Fahrenheit

Sam nie wiem jak najlepiej określić produkt pod nazwą "Fahrenheit"? Przyznam się, iż po jej ukończeniu w mojej głowię kłębi się jedynie zamęt i bezimienna pustka. Mimo usilnych starań nadal nie znam odpowiedzi na najbardziej nurtujące mnie pytania, a przecież właśnie widzę przed sobą napisy końcowe.

Czy rzeczywiście to był tylko sen? Czy to tylko moja bujna wyobraźnia? A może rzeczywiście mamy do czynienia z jedną z najbardziej nowatorskich gier, jaka kiedykolwiek ujrzała światło dzienne?

Forma wyobraźni

Jeszcze nigdy nie odczuwałem takich emocji. Byłem tam, zrobiłem to, ale czułem się niezwykle spokojnie. Stałem się kimś wyjątkowym, a to nie zdarza się zbyt często. Zabiłem człowieka, a wcale nie uważałem się za winnego. To dziwne, ale dopiero kiedy ujrzałem zakrwawione ostrze w mojej dłoni, krew na mojej koszuli i cało pod moimi nogami - zrozumiałem. Po raz pierwszy wreszcie zrozumiałem. Mogłem w końcu doświadczyć najbardziej zwyrodniałej i prymitywnej formy naszej świadomości. A może podświadomości? Najdziwniejszy w tym wszystkim był fakt, iż nie czułem się winny! Czy to nie czyni mnie niewinnym? A może tylko niepoczytalnym? Tak, to prawda - nawet kula, z różnego punktu widzenia, może przybrać zupełnie nieprzewidywalną formę. Wystarczy tylko znaleźć się po drugiej stronie lustrzanego odbicia...

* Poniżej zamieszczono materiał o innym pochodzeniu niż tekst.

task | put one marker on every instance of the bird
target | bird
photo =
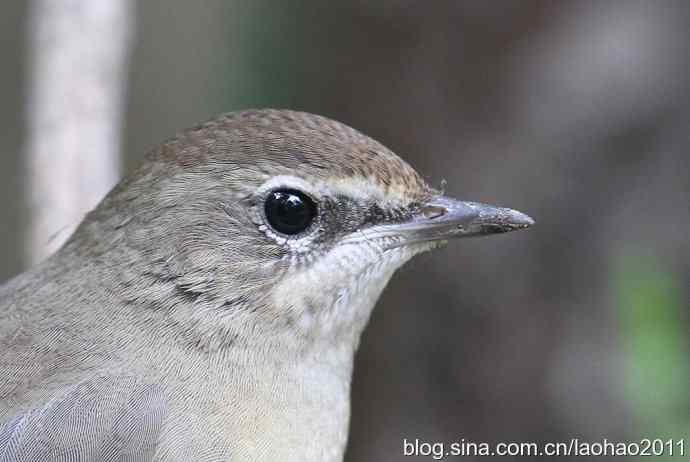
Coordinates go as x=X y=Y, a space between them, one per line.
x=210 y=307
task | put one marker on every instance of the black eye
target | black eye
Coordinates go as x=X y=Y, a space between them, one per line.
x=289 y=211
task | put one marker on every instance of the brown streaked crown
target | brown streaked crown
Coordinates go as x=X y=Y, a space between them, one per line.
x=273 y=142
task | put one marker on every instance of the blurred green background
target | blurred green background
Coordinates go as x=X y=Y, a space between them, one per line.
x=577 y=113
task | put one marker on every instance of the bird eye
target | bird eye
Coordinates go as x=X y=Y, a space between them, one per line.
x=289 y=211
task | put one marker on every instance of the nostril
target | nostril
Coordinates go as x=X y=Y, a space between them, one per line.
x=433 y=211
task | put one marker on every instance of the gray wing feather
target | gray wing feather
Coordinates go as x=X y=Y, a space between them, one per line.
x=102 y=419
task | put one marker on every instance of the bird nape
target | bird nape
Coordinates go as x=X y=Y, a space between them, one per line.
x=210 y=307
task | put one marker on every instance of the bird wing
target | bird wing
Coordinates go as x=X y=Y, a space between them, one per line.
x=103 y=419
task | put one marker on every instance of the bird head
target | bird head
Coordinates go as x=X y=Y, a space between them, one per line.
x=280 y=223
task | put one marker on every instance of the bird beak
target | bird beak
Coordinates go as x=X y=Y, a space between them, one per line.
x=446 y=218
x=442 y=218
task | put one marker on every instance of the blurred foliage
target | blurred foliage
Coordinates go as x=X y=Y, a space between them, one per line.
x=650 y=311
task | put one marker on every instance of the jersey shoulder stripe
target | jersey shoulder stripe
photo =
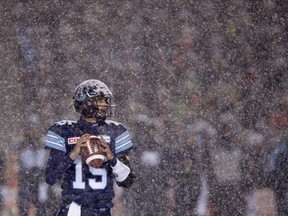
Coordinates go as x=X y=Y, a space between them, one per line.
x=123 y=142
x=55 y=141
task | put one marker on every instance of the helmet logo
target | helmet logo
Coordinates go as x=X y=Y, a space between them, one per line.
x=80 y=93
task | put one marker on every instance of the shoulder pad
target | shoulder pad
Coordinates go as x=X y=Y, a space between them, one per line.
x=113 y=122
x=65 y=122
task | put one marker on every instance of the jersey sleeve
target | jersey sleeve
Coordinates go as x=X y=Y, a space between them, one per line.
x=123 y=142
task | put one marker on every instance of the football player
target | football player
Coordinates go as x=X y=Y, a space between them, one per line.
x=88 y=191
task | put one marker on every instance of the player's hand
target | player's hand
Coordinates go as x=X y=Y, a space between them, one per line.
x=82 y=142
x=106 y=149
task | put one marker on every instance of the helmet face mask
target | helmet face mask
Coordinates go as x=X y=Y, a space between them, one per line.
x=86 y=97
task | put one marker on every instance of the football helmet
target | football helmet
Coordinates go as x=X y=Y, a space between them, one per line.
x=85 y=99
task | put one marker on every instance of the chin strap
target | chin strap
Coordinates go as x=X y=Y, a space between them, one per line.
x=100 y=119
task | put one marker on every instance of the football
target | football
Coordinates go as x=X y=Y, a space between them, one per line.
x=92 y=154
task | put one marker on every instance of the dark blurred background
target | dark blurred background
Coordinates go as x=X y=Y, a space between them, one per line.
x=181 y=71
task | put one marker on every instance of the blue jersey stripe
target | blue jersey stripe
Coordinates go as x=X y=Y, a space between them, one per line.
x=123 y=142
x=55 y=141
x=123 y=147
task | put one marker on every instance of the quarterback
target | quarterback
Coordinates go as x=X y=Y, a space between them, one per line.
x=88 y=190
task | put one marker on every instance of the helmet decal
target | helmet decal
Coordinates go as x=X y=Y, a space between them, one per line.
x=80 y=91
x=89 y=91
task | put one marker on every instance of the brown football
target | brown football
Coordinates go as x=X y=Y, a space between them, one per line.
x=92 y=154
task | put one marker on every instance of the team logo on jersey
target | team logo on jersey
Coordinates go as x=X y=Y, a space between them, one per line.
x=73 y=140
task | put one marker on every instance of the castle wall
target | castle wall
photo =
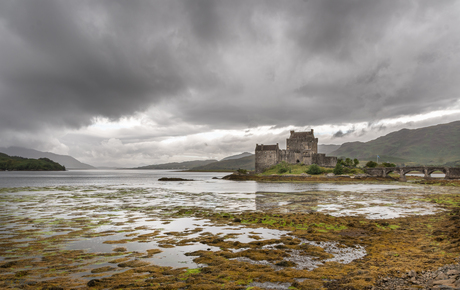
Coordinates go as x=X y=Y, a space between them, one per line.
x=323 y=160
x=265 y=159
x=302 y=147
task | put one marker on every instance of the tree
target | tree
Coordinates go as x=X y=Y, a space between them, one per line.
x=388 y=164
x=371 y=164
x=348 y=162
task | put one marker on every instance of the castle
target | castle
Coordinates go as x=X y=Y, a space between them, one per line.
x=301 y=147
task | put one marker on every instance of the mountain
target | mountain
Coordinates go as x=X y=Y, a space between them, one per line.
x=68 y=161
x=247 y=162
x=179 y=165
x=430 y=145
x=15 y=163
x=326 y=148
x=244 y=154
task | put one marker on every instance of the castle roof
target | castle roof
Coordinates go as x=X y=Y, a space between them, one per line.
x=301 y=134
x=263 y=147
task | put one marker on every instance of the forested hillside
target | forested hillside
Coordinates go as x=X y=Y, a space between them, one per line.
x=438 y=144
x=14 y=163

Witam Was, Drodzy Czytelnicy. Zacząłem dość nietypowo, ale postanowiłem, że skoro gra przeze mnie recenzowana jest tak wyjątkowa, to również recenzję uczynię trochę inną od pozostałych. Zacznę może od początku, tak aby kolejne omawiane przeze mnie aspekty gry były jasne i przejrzyste dla wszystkich.

Inni

Twórcy gry to ekipa o nazwie Quantic Dream, której na czele stoi Pan o imieniu David Cage. Niepoprawny marzyciel, człowiek lubiący "misz - masz" gatunkowy, a do tego starający się być zawsze oryginalnym. Może nie rewolucyjny, gdyż o to zawsze było trudno, ale na pewno innym od wszystkich. Jego poprzednim wielkim osiągnięciem jest gra pt. "Omikron: The Nomad Soul". Była to przygodówka wydana w 1999 roku, która opowiadała o tym, że jako bohater naszej rzeczywistości przenosimy się do alternatywnego świata, aby uratować jego mieszkańców. Najlepszy patent był taki, iż postać prosząca nas o pomoc, zwracała się do nas bezpośrednio (jako tego gościa przed ekranem monitora), oferując nam swoje ciało do pomocy. Musicie bowiem wiedzieć, że "Nomad Soul" opowiadał o podróży naszej własnej duszy. Na początku gościliśmy w ciele biedaka z ekranu, ale jeśli tylko stała nam się krzywda (czyli umarliśmy), ten kto pierwszy dotknął ciała naszego nosiciela, stawał się naszym kolejnym domem. Dodatkowo często trzeba było kombinować i wykorzystywać nasze niecodzienne możliwości i np. aby dostać się za pewną bramę, musieliśmy mieć przepustkę. Przepustkę tę miał pewien polityk. My musieliśmy tak umrzeć, aby zajął się nami odpowiedni lekarz, a ten musiał pracować dla wspomnianego urzędasa. Dodatkowo przygodówka ta miała mnóstwo elementów zręcznościowych oraz patentów a la FPP. Mieszanka ta tworzyła niesłychaną atmosferę i wciągający klimat. Oczywiście nie mogę pominąć roli Davida Bowie, który nie tylko stworzył wspaniałą muzykę do tej produkcji, ale również wraz z żoną wystąpił jako jedna z kluczowych postaci.

Konkrety

Teraz kiedy już pokrótce omówiłem twórców i możliwy zamysł gry, pora przedstawić samego "Fahrenheita". Od razu jednak zaznaczę - gra jest jedynie dla dorosłych! Zawiera bardzo dużo realistycznej przemocy, wulgaryzmów oraz scen erotycznych.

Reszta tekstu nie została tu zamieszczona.